Além destas actas, no Arquivo Histórico Municipal de Loulé, encontram-se outras preciosidades para os medievalistas, como inventários de património de jovens casais, livros de receita e despesa, um livro de um juiz dos órfãos ou vários registos fiscais.

A sobrevivência deste património deve-se, em primeiro lugar ao historiador Alberto Iria, que o encontrou em 1945 na Biblioteca do Arquivo da antiga Assembleia Nacional, conservou e destinou à Câmara Municipal de Loulé, após a sua morte.

Por ali ficaram estes documentos esquecidos e maltratados, salvos em 1983 no último momento, pela então directora do Arquivo Histórico de Loulé, Isilda Martins, de um infeliz e trágico desaparecimento. E foi por seu impulso, e com o apoio da Câmara Municipal de Loulé no mandato de 1983-1985, que foram trazidos à atenção de investigadores e historiadores. Baquero Moreno, Oliveira Marques, Luis Miguel Duarte, João Alberto Machado, entre muito outros, atestaram desde então estar-se em presença de documentos de “importância única”. Foi com as I Jornadas de História Medieval do Algarve e Andaluzia, realizadas de 23 a 25 de Novembro de 1984, que deixaram de ser inéditas e foram publicadas. Bem faz a edilidade actual em querer assinalar a importância da data histórica da acta municipal medieval mais antiga existente em Portugal.

Ora, segundo o nº 3 do artigo 15º da Lei de Bases do Património Cultural (Lei nº 107/2001, de 8 de Setembro), “para os bens móveis classificados como de interesse nacional é criada a designação «tesouro nacional». Mais adiante, no artigo 17º da citada Lei, são definidos os critérios genéricos de apreciação, especificando-se que para a classificação ou a inventariação, em qualquer uma das categorias  referidas no artigo 15º (bens imóveis ou móveis, “monumentos nacionais” ou “tesouros nacionais”, serão tidos em conta algum ou alguns dos nove critérios apontados.

Resulta, pois, à evidência que, para a classificação dessa Acta Municipal de Loulé de 12 de Dezembro de 1384, e das demais e outra documentação que se estendem até 13 de Julho de 1488, como “tesouro nacional”, concorrem favoravelmente vários desses critérios, designadamente os seguintes:

– da alínea a): “O carácter matricial do bem”;

– da alínea c): “O interesse do bem como testemunho simbólico (…)”;

– da alínea d): “O interesse do bem como testemunho notável de vivências ou factos históricos”;

– da alínea e): “O valor estético, técnico ou material intrínseco do bem”;

– da alínea g): “A extensão do bem e o que nela se reflecte do ponto de vista da memória colectiva”;

– da alínea h): “A importância do bem do ponto de vista da investigação histórica ou científica”.

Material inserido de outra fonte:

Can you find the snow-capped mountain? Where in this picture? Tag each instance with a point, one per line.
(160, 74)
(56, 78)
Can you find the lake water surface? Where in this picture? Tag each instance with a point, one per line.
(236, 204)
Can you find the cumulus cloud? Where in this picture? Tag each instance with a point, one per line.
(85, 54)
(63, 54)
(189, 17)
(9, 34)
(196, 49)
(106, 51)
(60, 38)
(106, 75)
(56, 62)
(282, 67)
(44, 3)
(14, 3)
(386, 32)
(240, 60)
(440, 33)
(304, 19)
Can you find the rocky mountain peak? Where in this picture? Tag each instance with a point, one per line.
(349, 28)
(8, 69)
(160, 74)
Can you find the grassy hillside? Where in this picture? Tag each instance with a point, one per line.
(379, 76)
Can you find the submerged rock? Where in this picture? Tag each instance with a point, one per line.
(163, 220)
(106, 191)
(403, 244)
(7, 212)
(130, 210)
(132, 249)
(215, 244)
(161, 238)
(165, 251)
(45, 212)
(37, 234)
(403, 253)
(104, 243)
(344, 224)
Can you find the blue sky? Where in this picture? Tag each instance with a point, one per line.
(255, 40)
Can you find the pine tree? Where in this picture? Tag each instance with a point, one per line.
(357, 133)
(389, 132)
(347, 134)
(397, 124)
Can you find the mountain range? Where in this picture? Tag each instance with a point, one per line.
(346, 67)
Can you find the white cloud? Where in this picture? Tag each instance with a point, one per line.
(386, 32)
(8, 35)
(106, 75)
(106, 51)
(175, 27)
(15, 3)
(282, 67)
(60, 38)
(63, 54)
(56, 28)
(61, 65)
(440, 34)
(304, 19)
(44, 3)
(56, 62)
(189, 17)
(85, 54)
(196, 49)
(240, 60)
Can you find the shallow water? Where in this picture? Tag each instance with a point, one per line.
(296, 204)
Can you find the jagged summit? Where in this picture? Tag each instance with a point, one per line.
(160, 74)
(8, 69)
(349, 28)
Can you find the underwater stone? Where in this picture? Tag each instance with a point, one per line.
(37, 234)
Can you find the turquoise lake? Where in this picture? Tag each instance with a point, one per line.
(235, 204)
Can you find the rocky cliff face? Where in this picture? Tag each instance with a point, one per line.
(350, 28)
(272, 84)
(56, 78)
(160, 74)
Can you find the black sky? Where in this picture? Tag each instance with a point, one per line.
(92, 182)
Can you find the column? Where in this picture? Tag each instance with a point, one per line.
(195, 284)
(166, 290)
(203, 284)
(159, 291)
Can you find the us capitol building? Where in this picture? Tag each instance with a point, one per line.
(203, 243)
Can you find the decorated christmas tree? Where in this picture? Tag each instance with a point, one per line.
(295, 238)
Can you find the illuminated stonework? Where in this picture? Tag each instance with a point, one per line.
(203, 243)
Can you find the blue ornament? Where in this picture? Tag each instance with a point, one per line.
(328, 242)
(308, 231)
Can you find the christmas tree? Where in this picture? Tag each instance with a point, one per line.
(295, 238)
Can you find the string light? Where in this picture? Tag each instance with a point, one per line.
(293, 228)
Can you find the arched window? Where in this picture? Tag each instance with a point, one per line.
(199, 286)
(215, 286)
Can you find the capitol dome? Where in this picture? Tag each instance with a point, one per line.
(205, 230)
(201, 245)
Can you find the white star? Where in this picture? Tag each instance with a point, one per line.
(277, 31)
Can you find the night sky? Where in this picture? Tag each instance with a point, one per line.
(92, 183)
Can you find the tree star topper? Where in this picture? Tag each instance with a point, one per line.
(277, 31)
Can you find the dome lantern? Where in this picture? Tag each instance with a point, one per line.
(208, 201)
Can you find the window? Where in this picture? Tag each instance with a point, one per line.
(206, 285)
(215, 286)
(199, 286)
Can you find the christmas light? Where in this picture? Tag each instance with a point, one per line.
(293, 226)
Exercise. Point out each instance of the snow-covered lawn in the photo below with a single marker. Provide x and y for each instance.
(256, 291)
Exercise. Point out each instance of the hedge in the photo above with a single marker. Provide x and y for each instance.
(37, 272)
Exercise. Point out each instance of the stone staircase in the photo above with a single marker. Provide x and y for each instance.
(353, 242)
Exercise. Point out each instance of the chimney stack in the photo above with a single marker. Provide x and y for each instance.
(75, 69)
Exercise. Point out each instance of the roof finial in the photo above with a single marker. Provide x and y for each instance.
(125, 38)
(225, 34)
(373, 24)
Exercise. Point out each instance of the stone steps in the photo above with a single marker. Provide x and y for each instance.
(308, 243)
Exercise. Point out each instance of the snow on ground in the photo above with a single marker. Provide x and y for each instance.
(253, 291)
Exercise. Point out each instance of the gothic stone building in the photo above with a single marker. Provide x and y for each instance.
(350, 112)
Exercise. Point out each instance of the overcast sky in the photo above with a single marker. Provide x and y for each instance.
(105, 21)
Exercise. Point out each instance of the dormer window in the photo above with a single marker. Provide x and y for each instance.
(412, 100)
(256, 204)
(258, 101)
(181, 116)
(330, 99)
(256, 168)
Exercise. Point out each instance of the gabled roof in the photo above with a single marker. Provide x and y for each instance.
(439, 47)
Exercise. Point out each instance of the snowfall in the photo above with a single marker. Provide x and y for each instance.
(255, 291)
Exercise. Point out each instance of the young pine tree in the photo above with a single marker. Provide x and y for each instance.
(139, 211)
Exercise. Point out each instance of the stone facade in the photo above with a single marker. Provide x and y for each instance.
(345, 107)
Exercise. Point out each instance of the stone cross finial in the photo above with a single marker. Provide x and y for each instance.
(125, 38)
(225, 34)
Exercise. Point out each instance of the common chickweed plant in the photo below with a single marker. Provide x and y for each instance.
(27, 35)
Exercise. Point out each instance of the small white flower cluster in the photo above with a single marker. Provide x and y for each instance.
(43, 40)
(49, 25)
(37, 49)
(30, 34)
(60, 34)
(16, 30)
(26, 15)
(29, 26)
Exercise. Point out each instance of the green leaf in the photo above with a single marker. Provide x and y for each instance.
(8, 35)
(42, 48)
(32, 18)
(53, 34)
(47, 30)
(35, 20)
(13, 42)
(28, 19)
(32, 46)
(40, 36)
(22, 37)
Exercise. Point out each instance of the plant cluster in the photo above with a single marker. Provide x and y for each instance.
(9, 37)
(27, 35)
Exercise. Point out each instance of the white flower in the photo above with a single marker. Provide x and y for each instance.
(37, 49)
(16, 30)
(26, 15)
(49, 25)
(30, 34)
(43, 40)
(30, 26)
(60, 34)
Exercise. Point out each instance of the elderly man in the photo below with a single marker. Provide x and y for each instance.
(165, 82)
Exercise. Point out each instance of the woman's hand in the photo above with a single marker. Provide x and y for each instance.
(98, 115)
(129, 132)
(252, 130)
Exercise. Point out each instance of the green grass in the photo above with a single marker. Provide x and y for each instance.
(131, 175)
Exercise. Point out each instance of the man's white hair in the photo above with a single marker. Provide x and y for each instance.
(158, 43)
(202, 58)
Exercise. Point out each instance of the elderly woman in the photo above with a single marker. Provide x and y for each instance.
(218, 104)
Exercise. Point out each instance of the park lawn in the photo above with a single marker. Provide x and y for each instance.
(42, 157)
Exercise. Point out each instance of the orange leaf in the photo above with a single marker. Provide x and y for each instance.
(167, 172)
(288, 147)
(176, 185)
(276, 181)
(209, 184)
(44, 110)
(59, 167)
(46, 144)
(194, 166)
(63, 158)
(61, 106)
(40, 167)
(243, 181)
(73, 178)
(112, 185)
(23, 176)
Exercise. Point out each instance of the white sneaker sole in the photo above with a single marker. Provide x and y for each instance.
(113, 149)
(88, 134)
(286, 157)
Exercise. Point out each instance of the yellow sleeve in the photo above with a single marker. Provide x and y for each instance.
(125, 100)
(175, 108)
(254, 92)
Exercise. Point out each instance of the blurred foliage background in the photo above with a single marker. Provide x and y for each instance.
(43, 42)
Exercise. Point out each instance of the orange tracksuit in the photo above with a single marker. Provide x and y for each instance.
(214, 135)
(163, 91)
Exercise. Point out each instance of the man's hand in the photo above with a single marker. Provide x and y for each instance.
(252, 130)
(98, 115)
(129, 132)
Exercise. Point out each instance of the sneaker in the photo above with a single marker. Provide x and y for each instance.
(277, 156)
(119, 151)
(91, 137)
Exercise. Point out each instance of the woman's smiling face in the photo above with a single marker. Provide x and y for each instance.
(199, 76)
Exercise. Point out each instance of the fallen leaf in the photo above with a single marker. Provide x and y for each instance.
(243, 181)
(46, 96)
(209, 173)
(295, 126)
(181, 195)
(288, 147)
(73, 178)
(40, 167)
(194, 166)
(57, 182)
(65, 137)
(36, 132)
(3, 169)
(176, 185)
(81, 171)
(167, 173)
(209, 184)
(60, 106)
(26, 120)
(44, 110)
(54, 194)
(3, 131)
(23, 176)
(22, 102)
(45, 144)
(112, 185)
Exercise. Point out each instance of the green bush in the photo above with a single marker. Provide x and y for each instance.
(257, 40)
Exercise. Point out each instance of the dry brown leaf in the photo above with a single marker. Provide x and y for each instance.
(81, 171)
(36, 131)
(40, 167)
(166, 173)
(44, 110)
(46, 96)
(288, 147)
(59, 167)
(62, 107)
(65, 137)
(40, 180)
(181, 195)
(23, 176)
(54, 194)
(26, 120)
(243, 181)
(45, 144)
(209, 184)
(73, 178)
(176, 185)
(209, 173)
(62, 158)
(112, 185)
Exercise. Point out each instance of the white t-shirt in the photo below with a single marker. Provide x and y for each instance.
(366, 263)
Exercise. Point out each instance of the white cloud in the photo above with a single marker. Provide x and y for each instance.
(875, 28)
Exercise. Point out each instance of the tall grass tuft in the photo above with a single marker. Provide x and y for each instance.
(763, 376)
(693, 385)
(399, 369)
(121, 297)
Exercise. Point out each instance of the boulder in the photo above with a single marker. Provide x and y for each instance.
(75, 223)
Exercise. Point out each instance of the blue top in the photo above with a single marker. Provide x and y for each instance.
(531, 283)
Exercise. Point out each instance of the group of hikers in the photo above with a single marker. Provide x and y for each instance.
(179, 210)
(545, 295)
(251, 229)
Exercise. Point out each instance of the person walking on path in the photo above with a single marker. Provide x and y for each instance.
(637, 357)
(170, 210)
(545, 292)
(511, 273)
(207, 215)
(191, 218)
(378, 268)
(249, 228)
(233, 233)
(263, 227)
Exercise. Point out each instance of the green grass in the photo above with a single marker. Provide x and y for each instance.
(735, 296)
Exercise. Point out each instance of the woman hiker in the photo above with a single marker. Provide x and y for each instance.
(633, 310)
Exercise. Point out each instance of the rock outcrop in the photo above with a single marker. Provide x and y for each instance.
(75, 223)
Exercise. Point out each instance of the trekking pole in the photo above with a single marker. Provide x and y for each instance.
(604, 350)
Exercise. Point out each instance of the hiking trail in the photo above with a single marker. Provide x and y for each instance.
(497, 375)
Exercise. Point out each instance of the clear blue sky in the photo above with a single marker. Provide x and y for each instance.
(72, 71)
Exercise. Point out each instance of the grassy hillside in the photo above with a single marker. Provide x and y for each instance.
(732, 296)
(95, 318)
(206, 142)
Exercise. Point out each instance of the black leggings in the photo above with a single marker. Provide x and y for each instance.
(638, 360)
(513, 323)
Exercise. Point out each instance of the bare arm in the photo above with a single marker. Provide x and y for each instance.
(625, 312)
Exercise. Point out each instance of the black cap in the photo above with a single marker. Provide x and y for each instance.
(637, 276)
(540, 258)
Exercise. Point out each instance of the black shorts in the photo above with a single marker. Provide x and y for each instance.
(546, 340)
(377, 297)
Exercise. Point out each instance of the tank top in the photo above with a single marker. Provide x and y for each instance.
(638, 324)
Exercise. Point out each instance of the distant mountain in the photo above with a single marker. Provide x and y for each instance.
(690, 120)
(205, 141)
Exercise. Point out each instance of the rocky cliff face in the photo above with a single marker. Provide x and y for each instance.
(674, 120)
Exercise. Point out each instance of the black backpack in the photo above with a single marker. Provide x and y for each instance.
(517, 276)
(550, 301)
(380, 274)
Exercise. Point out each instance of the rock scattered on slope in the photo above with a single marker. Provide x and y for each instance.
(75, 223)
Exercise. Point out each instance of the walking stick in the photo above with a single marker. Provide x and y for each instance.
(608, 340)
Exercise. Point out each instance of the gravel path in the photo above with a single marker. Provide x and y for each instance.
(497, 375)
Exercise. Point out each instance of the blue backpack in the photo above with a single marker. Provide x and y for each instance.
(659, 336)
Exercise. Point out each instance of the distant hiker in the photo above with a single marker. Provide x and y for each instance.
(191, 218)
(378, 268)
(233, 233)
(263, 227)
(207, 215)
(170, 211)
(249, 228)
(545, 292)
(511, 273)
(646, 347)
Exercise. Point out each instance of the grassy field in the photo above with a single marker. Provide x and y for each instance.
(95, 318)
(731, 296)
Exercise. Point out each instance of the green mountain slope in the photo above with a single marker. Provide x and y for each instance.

Finalmente, dispõe o nº 1 do artigo 28º da Lei atrás citada que “a classificação de um bem como de interesse nacional reveste a forma de decreto do Governo.

Esta é a razão pela qual, ao abrigo do arsenal de disposições constitucionais, legais e regimentais, se solicita a V. Exa. se digne obter da Secretaria de Estado da Cultura resposta às seguintes questões:

  • Tem o Governo conhecimento da existência da Acta Municipal de Loulé de 12 de Dezembro de 1384, e das demais e outra documentação que se estendem até 13 de Julho de 1488, e da valia histórica e testemunhal do seu conteúdo, fundamentais para a compreensão da História da Administração Pública Local em Portugal, do contexto histórico da crise de 1383-1385 e para o estudo da vida portuguesa ao longo de séculos (desde a linguística aos hábitos alimentares)?
  • Considera o Governo estarem reunidos os pressupostos, mais do que suficientes, elencados pela Lei de Bases do Património Cultural, preenchendo pelo menos seis dos nove critérios, para poder classificar essas Actas e demais documentação como um “tesouro nacional”?
  • Em caso afirmativo, e considerando que no próximo dia 12 de Dezembro de 2014, se assinalam os 630 anos da reunião autárquica louletana descritos nessa Acta poderia, a título simbólico, o decreto classificador ser aprovado pelo Governo até essa data?